On the Metadata Extraction tab, you can select the buckets to include or exclude from extraction. Enable the Selective Extraction toggle if you want only a subset of buckets to be extracted.

../../../../_images/OCF_S3_SelectiveExtraction.png

To extract only specific buckets:

  1. Click Get List of Buckets to first fetch the list of buckets. The status of this action will be logged in the Extraction Job Status table at the bottom of the Metadata Extraction tab.

  2. When bucket synchronization is complete, a drop-down list with the available buckets will become enabled.

  3. Select one or more buckets as required.

  4. Check if you are using the correct filter option. Available filter options are described below:

    Filter Option

    Description

    Extract all Buckets except

    Extract metadata from all buckets except from the selected buckets.

    Extract only these Buckets

    Extract metadata only from the selected buckets.

  5. Click Run Extraction Now to extract metadata. The status of the extraction action is also logged in the Job History table at the bottom of the page.

Run Extraction

Extraction Scheduler

If you want to automatically update the metadata extracted into the catalog, under Automated and Manual Extraction, turn on the Enable Automated Extraction switch and select the day and time when metadata must be extracted. The metadata extraction will be automatically scheduled to run on the selected schedule.

Important

When you configure incremental MDE, we recommend scheduling it to run on a daily basis. If you run the MDE job weekly or bi-weekly, incremental extraction will need to process the events for the last seven or 15 days, which is likely to slow it down.

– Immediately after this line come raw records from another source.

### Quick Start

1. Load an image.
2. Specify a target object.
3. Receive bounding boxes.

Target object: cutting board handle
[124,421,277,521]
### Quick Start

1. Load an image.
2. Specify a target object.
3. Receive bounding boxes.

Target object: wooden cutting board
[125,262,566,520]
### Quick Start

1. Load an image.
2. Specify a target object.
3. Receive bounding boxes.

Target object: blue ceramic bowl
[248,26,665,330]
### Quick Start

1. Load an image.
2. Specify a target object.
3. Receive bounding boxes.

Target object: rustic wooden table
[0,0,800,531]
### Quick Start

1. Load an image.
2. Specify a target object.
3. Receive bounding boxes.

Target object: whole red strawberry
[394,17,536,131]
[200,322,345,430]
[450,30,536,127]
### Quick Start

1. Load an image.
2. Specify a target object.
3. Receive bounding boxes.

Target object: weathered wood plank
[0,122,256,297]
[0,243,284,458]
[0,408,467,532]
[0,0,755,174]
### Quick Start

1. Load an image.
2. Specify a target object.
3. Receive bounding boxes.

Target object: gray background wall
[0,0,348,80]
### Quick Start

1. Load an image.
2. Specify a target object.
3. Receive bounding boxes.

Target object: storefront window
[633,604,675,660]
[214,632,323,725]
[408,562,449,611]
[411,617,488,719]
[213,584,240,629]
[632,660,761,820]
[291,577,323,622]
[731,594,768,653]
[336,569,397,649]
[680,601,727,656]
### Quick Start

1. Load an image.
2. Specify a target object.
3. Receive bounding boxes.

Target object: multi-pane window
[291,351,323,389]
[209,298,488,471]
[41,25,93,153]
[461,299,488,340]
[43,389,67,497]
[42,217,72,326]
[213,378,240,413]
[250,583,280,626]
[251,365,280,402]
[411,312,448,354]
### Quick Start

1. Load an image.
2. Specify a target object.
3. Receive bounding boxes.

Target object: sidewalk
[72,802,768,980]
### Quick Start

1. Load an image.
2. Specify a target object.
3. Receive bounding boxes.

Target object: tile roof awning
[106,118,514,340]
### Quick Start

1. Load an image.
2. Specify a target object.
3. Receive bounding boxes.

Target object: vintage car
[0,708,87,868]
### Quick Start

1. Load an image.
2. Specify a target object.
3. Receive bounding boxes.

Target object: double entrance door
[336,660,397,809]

Do not use the incremental sync if the MDE schedule is set to run weekly or bi-weekly.

../../../../_images/OCF_S3_Scheduler.png

Schema Extraction

After you have extracted the bucket metadata, you can additionally extract the schema information for CSV, PSV, TSV and Parquet files. Schema extraction enables file sampling.

Schema extraction uses the configuration described in Schema Extraction Configuration.

To perform schema extraction:

  1. Ensure that you have configured schema extraction under the Schema extraction configuration section. If your data files are in the CSV format, ensure that you’ve selected the correct delimiter in the CSV File Delimiter field.

  2. Click Run Schema Extraction to extract the schema (column headers) for each Parquet, PSV, TSV, or CSV files.